Well that's kind of my point. `ls` and `find` are "supposed to be" POSIX `ls` and `find`.
Obviously on a GNU system one can't just drop the GNU extensions, but what Rust Coreutils is fighting is (IIUC) to a large extent the goal of becoming bug-compatible, or unspecified-compatible.
For unspecified-compatible, to support users who relied on it (Hyrum's law), the same case could be made that lots of people relied on /bin/sh being bash.
dash may not have been aiming to be drop-in replacement for bash, but when OS vendors change /bin/sh to dash, what's the difference?
> Well that's kind of my point. `ls` and `find` are "supposed to be" POSIX `ls` and `find`.

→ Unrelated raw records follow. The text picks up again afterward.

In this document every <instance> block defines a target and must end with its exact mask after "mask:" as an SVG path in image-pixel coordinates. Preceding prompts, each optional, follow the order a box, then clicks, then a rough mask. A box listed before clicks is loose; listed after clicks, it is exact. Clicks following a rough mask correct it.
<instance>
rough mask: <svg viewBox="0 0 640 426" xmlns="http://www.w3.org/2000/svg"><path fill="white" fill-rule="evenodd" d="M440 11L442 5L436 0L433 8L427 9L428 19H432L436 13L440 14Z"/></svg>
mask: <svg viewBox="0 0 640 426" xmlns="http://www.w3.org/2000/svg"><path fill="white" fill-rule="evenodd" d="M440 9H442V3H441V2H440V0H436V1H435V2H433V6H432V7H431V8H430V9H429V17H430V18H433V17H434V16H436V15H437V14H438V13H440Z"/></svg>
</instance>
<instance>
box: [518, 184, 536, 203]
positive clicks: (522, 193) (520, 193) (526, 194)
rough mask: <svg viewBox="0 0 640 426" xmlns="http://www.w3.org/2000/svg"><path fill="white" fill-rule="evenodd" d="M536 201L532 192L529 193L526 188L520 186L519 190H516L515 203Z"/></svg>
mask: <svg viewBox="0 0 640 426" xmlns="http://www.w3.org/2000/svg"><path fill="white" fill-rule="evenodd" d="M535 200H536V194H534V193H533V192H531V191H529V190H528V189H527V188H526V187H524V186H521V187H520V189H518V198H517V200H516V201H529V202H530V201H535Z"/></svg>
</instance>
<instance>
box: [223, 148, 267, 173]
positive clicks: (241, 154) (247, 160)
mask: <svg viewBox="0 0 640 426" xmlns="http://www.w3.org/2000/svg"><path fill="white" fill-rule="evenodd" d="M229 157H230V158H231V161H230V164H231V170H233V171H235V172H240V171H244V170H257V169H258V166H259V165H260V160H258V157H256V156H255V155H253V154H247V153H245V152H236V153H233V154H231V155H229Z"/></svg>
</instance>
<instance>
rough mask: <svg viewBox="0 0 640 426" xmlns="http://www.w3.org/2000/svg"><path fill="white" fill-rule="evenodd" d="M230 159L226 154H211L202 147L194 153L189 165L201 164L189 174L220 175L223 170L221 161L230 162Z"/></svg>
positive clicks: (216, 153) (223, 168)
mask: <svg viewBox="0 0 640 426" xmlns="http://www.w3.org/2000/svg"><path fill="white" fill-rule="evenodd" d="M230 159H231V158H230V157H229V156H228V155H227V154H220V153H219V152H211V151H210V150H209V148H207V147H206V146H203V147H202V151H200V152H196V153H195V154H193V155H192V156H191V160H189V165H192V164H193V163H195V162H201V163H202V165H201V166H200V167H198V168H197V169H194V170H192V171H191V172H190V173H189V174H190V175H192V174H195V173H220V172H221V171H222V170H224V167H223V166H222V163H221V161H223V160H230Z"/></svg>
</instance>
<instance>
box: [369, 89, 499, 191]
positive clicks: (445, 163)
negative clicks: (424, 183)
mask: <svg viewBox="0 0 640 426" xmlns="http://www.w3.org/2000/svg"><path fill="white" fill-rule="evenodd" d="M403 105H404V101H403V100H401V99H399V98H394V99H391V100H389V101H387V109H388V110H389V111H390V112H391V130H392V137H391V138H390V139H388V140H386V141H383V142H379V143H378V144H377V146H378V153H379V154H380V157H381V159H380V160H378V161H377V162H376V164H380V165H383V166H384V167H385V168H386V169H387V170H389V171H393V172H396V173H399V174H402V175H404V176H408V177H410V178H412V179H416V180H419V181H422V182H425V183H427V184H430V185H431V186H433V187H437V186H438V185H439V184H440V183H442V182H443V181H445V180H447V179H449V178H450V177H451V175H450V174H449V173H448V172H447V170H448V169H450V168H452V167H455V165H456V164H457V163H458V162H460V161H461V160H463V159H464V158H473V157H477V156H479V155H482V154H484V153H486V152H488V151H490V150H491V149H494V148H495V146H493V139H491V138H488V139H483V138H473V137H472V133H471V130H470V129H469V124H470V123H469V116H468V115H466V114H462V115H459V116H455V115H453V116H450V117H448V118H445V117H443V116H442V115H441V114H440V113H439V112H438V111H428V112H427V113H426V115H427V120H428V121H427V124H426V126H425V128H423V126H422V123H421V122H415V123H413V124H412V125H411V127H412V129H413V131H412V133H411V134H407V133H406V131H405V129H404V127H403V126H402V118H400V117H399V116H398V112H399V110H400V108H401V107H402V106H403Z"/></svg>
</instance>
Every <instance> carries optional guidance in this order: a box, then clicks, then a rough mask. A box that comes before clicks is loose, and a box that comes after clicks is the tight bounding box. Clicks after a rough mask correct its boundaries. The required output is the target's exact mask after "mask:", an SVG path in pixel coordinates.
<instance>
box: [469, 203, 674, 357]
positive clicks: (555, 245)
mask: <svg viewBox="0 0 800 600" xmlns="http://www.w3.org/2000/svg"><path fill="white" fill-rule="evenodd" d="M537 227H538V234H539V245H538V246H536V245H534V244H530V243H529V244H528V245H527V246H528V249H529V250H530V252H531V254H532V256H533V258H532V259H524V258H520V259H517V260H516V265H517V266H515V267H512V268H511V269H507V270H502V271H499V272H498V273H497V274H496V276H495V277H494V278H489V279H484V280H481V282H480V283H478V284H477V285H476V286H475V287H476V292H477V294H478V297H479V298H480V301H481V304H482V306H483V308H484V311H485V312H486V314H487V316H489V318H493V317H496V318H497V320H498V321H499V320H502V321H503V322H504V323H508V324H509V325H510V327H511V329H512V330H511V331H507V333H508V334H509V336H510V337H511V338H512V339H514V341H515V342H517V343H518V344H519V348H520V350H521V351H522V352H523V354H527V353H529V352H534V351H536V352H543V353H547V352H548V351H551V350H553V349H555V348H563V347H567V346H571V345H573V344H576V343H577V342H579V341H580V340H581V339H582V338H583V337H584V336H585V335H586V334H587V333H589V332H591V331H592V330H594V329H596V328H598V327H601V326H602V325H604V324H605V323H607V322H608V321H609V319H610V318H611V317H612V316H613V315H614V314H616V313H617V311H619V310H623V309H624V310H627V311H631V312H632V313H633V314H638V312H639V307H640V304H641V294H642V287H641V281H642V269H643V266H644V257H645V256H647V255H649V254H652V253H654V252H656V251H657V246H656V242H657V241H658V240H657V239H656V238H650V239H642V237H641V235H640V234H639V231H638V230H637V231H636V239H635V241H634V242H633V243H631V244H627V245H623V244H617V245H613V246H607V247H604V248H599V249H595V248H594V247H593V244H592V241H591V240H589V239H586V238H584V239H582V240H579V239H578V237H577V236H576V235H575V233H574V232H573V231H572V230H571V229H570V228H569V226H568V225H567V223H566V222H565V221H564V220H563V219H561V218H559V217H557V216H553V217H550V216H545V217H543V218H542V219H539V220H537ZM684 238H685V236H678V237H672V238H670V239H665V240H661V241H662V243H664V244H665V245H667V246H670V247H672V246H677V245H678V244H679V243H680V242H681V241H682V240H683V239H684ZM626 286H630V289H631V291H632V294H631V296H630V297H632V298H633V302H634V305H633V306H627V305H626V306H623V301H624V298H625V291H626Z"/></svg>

I don't know about that, I at least wouldn't 100% agree on that. Mostly since POSIX only defines short args it kinda makes just not want to use them, since I like to spell out the long arg in scripts for clarity. So by default I just assume I am using GNU coreutils (since BSD coreutils have slightly different names in some places IIRC). And since there isn't such a destinction between "POSIX coreutils" and "GNU coreutils" like there is with "POSIX shell" (sh) and "bash" I wouldn't call the situations equivalent.
Obviously on a GNU system one can't just drop the GNU extensions, but what Rust Coreutils is fighting is (IIUC) to a large extent the goal of becoming bug-compatible, or unspecified-compatible.
For unspecified-compatible, to support users who relied on it (Hyrum's law), the same case could be made that lots of people relied on /bin/sh being bash.
dash may not have been aiming to be drop-in replacement for bash, but when OS vendors change /bin/sh to dash, what's the difference?